For more than 30 years, the CPAP machine has been the Gold Standard
for treating obstructive sleep apnea (OSA). However, the reimbursement
rate for durable medical equipment (DME), such as CPAP, has declined
throughout the years making it difficult to find local suppliers.
The Centers for Medicare and Medicaid Services (CMS) has altered
their billing practices to the extent that many care providers have
consolidated. Patients and medical professionals who treat OSA are
forced to use Internet suppliers as their only option. These factors
combined have greatly reduced the compliance of CPAP use as well as the
reimbursement rates. As of January 1, 2016, CMS reduced reimbursement
rates for CPAP by 25%, which will directly affect the quality of care
for OSA patients.

On the flip side, oral appliance therapy (OAT) was not a focus for CMS
and, therefore, has been an underfunded therapy for patients. For
Medicare patients, access to OAT may be difficult. Due to the lack of
reimbursement, dentists have struggled to provide OAT for patients.
However, for some states in the U.S., CMS has increased its
reimbursement rate for OAT as of January 2016. The CMS slowly
understands that OAT has higher compliance rate for patients, and it
provides a better rate of return on sleep therapy dollars.

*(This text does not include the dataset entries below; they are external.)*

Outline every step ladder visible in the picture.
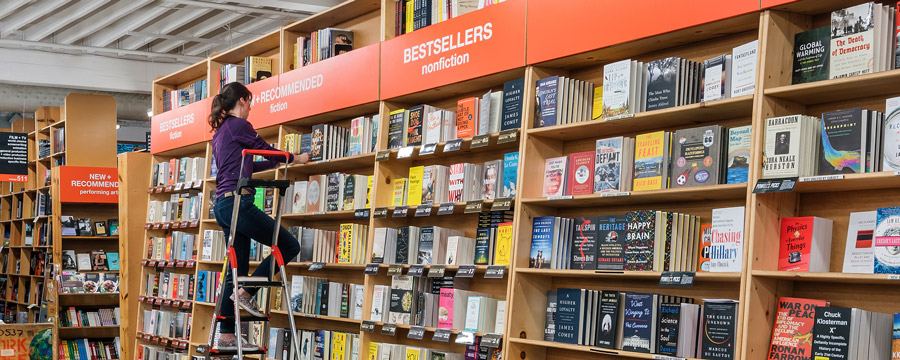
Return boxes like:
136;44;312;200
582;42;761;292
198;149;300;360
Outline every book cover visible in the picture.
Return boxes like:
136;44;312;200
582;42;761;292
791;26;831;84
566;151;595;195
633;131;669;191
725;125;752;184
766;297;828;359
596;215;628;270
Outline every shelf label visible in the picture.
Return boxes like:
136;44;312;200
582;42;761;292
484;265;506;279
443;139;462;152
428;265;447;277
406;264;425;276
491;198;512;211
381;323;397;336
353;209;372;220
753;177;797;194
363;263;381;275
456;265;475;278
469;134;491;149
799;174;844;182
419;143;437;156
375;150;391;162
465;200;484;214
416;204;432;217
391;205;409;217
397;146;416;159
497;129;519;144
659;271;697;287
388;264;403;276
406;326;425;340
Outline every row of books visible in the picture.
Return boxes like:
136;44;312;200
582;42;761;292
766;297;900;360
592;40;759;120
59;307;119;327
542;125;751;197
59;337;122;360
388;79;525;149
544;288;738;359
282;275;364;320
150;156;206;186
141;309;191;340
58;271;119;294
163;79;209;112
147;191;203;223
142;271;194;300
791;2;900;84
62;250;119;271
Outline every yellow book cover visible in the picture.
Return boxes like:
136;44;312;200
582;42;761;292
591;86;603;119
406;166;425;206
391;178;406;206
632;131;666;191
338;224;353;264
494;222;512;265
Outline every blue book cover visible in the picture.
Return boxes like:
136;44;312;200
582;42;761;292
872;207;900;274
503;151;519;197
528;216;556;269
622;292;657;353
554;288;585;344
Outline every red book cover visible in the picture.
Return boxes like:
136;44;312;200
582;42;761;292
456;97;478;139
766;297;828;359
778;216;815;271
566;151;594;195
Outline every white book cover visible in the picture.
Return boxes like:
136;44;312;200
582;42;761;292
709;206;744;272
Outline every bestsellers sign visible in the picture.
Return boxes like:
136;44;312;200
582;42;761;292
59;166;119;204
381;0;525;99
150;98;212;154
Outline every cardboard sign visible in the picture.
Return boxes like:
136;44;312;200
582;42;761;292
0;133;28;182
381;0;528;99
150;98;212;154
247;43;380;129
59;166;119;204
527;0;760;65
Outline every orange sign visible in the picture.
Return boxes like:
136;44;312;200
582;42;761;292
528;0;760;65
59;166;119;204
150;98;212;154
381;0;528;99
247;43;379;129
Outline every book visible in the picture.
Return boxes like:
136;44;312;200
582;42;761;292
791;26;831;84
766;297;828;359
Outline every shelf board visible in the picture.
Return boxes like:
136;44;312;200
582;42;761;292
750;270;900;284
528;95;753;141
509;338;694;360
516;268;741;282
522;183;747;208
764;69;900;105
794;171;900;193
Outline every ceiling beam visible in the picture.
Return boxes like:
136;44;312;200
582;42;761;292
55;0;153;44
25;0;109;41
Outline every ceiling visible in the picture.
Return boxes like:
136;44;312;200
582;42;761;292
0;0;342;63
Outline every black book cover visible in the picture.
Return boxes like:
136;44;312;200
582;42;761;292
699;302;738;360
570;216;597;270
819;108;866;175
647;57;681;111
595;290;619;349
597;215;628;270
500;78;525;131
791;26;831;84
812;306;856;360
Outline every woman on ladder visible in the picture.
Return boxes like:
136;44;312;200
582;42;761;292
209;82;309;351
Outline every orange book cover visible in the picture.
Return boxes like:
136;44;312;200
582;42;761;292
456;97;478;139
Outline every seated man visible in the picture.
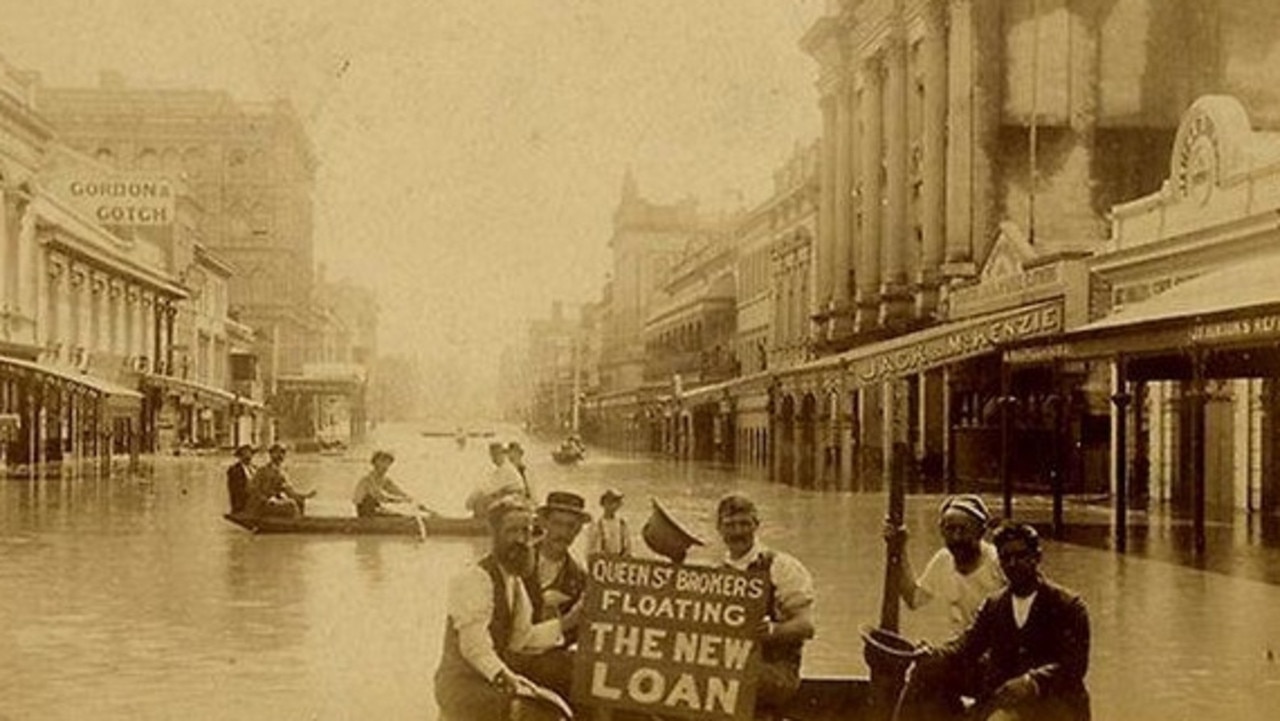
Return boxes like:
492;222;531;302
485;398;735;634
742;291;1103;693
532;490;591;617
884;493;1006;635
351;451;413;519
435;496;572;721
910;524;1089;721
716;493;814;712
246;443;316;517
467;442;532;519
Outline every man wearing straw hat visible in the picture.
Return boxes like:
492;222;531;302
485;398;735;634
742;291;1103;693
435;496;572;721
884;493;1007;633
909;523;1091;721
716;493;814;712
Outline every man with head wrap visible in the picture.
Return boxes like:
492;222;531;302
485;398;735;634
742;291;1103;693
884;493;1007;633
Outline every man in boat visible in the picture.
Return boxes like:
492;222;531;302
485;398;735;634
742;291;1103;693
467;442;531;519
586;488;631;557
246;443;316;517
532;490;591;627
716;493;814;713
351;451;413;519
884;493;1007;635
435;496;572;721
910;523;1089;721
227;446;256;514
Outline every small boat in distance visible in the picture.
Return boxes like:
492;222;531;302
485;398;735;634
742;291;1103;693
223;514;489;535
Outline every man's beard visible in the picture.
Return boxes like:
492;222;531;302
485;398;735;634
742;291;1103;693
947;543;980;565
498;543;534;576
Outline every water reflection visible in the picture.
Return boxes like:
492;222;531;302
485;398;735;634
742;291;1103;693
0;428;1280;721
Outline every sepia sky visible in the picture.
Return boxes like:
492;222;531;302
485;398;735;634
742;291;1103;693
0;0;824;414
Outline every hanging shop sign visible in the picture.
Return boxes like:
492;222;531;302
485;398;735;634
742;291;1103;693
573;556;769;720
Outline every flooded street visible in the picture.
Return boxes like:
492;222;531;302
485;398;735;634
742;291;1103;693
0;426;1280;721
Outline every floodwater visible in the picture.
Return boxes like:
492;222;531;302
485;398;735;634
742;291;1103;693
0;426;1280;721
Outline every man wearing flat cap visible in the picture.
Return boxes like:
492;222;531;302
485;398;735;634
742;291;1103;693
884;493;1007;634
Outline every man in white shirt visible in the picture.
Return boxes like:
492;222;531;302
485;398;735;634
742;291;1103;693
716;493;814;712
435;496;576;721
884;493;1007;634
911;523;1091;721
586;488;631;557
467;442;532;517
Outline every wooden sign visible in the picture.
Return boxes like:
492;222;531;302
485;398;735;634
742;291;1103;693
573;556;769;720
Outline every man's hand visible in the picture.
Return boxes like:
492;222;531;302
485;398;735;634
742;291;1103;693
881;521;909;544
543;588;572;608
992;674;1039;707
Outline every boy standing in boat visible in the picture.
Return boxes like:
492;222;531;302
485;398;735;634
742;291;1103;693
586;488;631;557
351;451;413;519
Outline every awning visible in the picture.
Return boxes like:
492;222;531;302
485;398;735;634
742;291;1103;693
143;374;240;406
1005;256;1280;365
838;301;1062;388
0;356;142;410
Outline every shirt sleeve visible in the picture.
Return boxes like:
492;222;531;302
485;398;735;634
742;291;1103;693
447;566;507;679
915;548;947;607
351;475;369;506
769;553;814;620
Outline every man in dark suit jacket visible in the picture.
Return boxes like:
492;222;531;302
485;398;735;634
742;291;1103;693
911;524;1089;721
227;446;255;514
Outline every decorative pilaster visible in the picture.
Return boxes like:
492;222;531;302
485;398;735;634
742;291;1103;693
817;91;840;332
855;56;883;333
915;8;947;318
879;36;911;327
823;81;854;338
942;0;977;279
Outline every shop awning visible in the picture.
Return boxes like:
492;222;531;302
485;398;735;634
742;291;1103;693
0;356;142;410
838;301;1062;388
143;374;240;406
1005;256;1280;365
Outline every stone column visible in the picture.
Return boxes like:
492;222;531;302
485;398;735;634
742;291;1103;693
817;90;840;333
55;259;76;361
0;185;8;307
823;81;854;337
881;37;910;325
916;9;947;318
947;0;977;278
855;56;883;333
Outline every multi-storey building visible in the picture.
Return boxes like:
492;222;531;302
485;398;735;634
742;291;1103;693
0;53;188;469
36;73;324;391
590;172;707;448
644;231;741;460
776;0;1277;499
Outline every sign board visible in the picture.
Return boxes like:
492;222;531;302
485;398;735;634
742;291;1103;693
54;172;174;225
573;556;769;720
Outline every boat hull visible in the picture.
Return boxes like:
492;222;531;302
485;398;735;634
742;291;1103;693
223;514;489;535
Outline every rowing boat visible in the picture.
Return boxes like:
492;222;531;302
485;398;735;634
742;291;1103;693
223;514;489;535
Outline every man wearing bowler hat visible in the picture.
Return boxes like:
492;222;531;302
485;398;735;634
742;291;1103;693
227;446;256;514
716;493;814;712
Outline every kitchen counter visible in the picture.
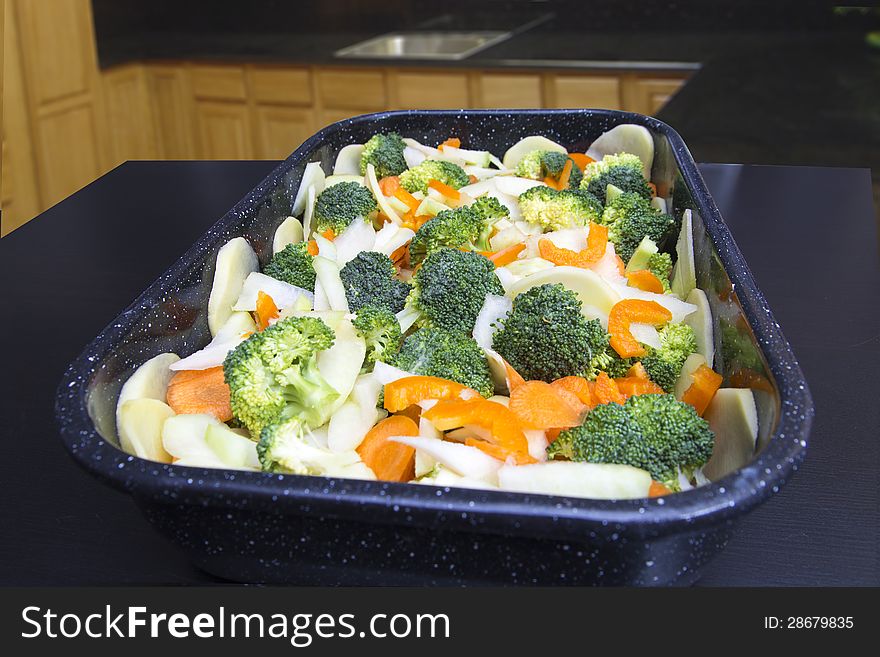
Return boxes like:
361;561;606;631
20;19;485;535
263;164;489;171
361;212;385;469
0;161;880;586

Read more https://www.aapmd.org/aapmd-blog/sleep-disorder-therapy-taking-new-direction-driven-medical-reimbursement-rates?utm_source=March+7th+Inspire&utm_campaign=inspire&utm_medium=email

I have had a mouth appliance for a few years, and it does not work for me. First of all, I have a hard time falling asleep with it in my mouth. I can life it out with my tongue even though it’s been adjusted about a dozen times. I take it out in my sleep a lot. Also, I have a chronic cough and often wake up coughing, and at that point I have to take it out. So the coughing and the taking it out in my sleep are probably the things that prevent it from working. Any suggestions?

Patty, I am a dentist working in dental sleep medicine. There is no question that the chronic cough would make an oral appliance impossible to use. It would seem to me that you need to get medical attention to pin-point the cause of the cough. Some types of physicians might be a pulmonologist, an ENT doctor, your family physician, or an allergist if you have allergies. If you can get the cough under control, and that would not be a certainty, you could, perhaps, investigate getting an appliance with better comfort. There are a number of different appliance designs and an experienced dental sleep medicine dentist should be able to tell which one would be optimal for you. a.b.luisi,d.m.d.

I’m new here and not at all sure of the protocols but have you managed to get your chronic cough under control? Mine was simply a change in my blood pressure medication.